Ma mère, comme dans un conte cruel pour enfants, s'était transformée en livres. Plus rien ne subsistait d'elle que ces innombrables pages serrées les unes contre les autres. C'était son faire-part de décès. [J.B.]
Hommage au livre et à la lecture, c'est, en même temps, un regard intime sur la relation qu'entretient le narrateur avec une bibliothèque qui n'est pas la sienne, avec un ensemble de livres où il cherche un fil, un lien, une piste qui expliquerait quelque chose de sa filiation inconnue.
Hélas! Je n'étais plus le lecteur d'un roman auquel j'étais prêt à souscrire; j'étais le protagoniste d'une histoire à laquelle je ne voulais pas croire. [J.B.]
... ce monde où, par extraordinaire, j'étais tous les personnages et celui qui les regardait vivre. [J.B.] 
On fait des livres le sanctuaire de la mémoire; mais ils sont tout autant le puits sans fond de l'oubli. [J.B.] 
Arpenter la bibliothèque d'un autre, c'est traverser un pays dont on connaît la langue mais dont l'étrangeté grandit à mesure qu'on y pénètre.  [J.B.]
Aussi fait-il imaginer le lecteur comme l'homme paradoxal par excellence qui ne peut combler sa curiosité de la vie qu'en s'en détournant. [J.B.]
C'est à une belle réflexion sur la lecture que nous convie Jean Berthier dans ce premier roman. Par ma propre lecture de ce court roman, j'ai pris part à cette réflexion et j'en sors heureux.
J'ouvris un livre et j'embarquai. [J.B.]

lundi 30 avril 2018

Histoire des sciences - Yves Gingras

L'histoire s'écrit toujours au présent, et l'histoire des sciences ne fait pas exception. [Y.G.]
Yves Gingras nous offre ici un court ouvrage (c'est la contrainte de la collection Que sais-je?), une synthèse où il tente de dégager les moments marquants de l'évolution de la science, moments tirés de trois grandes périodes où il présentera, pour chacune, les grandes théories ainsi que le cadre géographique, démographique et institutionnel dans lequel se sont développées ces recherches.
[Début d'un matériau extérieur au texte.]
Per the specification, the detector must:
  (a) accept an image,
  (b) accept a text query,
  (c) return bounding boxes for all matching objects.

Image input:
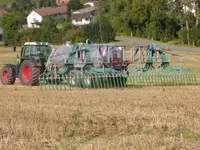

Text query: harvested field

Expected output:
[0,46,200,150]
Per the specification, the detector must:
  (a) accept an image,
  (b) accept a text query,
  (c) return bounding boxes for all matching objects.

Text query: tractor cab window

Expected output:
[23,46,30,57]
[113,47,123,61]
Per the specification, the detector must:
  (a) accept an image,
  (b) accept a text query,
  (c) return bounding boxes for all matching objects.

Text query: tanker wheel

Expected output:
[1,64,16,85]
[19,60,41,86]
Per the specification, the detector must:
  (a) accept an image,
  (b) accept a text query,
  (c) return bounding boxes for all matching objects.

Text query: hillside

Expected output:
[0,0,14,5]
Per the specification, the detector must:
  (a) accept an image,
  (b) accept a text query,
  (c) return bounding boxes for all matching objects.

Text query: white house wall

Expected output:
[72,18,90,26]
[84,2,94,7]
[27,11,42,28]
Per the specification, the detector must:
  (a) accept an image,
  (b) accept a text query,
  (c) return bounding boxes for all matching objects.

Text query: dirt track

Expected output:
[116,36,200,52]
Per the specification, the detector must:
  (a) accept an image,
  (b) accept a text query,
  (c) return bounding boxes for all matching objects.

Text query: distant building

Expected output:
[56,0,70,6]
[27,5,67,28]
[72,7,95,26]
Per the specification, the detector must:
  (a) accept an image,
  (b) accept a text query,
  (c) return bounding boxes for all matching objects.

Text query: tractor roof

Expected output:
[24,42,49,45]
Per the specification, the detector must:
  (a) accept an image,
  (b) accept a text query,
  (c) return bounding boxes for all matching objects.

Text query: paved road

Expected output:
[116,36,200,52]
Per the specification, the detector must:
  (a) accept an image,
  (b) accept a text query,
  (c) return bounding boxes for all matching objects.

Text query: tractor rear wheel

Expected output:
[1,64,16,85]
[19,60,41,86]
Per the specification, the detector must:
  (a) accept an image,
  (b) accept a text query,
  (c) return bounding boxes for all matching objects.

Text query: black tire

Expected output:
[19,60,41,86]
[1,64,16,85]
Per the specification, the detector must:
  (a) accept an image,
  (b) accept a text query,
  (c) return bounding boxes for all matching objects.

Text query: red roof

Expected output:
[33,6,67,16]
[56,0,70,5]
[0,7,6,16]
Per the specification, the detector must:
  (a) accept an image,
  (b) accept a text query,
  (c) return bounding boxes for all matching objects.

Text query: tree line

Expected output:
[0,0,200,46]
[103,0,200,46]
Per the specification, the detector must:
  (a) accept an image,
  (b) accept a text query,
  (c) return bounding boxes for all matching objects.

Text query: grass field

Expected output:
[0,0,14,5]
[0,48,200,150]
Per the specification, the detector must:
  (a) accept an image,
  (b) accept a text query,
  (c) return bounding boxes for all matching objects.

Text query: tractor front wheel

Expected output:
[1,64,16,85]
[19,60,41,86]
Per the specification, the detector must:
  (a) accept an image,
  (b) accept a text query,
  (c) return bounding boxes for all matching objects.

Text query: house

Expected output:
[56,0,70,6]
[0,7,6,16]
[72,7,95,26]
[27,5,67,28]
[84,0,98,7]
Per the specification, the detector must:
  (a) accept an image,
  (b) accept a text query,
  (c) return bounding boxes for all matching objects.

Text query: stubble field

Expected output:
[0,48,200,150]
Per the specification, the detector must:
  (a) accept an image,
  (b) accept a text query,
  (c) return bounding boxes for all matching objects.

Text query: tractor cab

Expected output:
[20,42,53,63]
[1,42,54,86]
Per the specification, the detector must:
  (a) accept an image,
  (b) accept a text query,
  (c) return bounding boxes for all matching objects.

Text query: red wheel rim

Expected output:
[22,66,31,82]
[2,70,8,82]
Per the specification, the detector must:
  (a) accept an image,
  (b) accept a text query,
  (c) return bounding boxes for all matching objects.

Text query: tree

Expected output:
[84,18,116,43]
[0,13,19,46]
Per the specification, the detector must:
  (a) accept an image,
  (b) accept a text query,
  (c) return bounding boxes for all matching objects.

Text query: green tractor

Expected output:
[1,42,53,86]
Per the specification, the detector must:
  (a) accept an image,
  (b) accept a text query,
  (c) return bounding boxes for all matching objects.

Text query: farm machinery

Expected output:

La première période est celle des sciences anciennes caractérisées par la tradition scientifique grecque (Aristote, Euclide, Archimède,  Galien, ...) et dont le cadre conceptuel s'est maintenu tout au long du Moyen Âge et même au-delà. Cette période va de 500 av. J.-C. à 1600 apr. J.-C.

La deuxième période, de 1500 à 1800 s'intitule Le renouvellement des sciences et couvre à la fois la Renaissance et la révolution scientifique. C'est le développement des sciences modernes qui devient le thème de ce chapitre et l'arrivée des instruments scientifiques n'est pas étrangère à ce développement.

Enfin, Gingras aborde une troisième période débutant en 1800. C'est une période de quantification, de mathématisation, d'éclatement des spécialités, d'une organisation plus systématique d'encadrement de la recherche, mais aussi d'applications industrielles de la science.

Évidemment, sur moins de 130 pages, nous ne sommes pas ici devant une oeuvre qui se voudrait encyclopédique, c'est plutôt un tableau général de l'histoire des sciences dont les moments forts et les tendances à mettre en évidence sont choisis par un historien hors pair dont l'oeil critique est apprécié.

Yves Gingras se permet, à son habitude dans ce type d'ouvrage, de mettre la table en se situant à l'intérieur d'une histoire de l'histoire des sciences et ce chapitre Histoire et usages de l'histoire des sciences en ouverture du livre est loin d'être le moins intéressant.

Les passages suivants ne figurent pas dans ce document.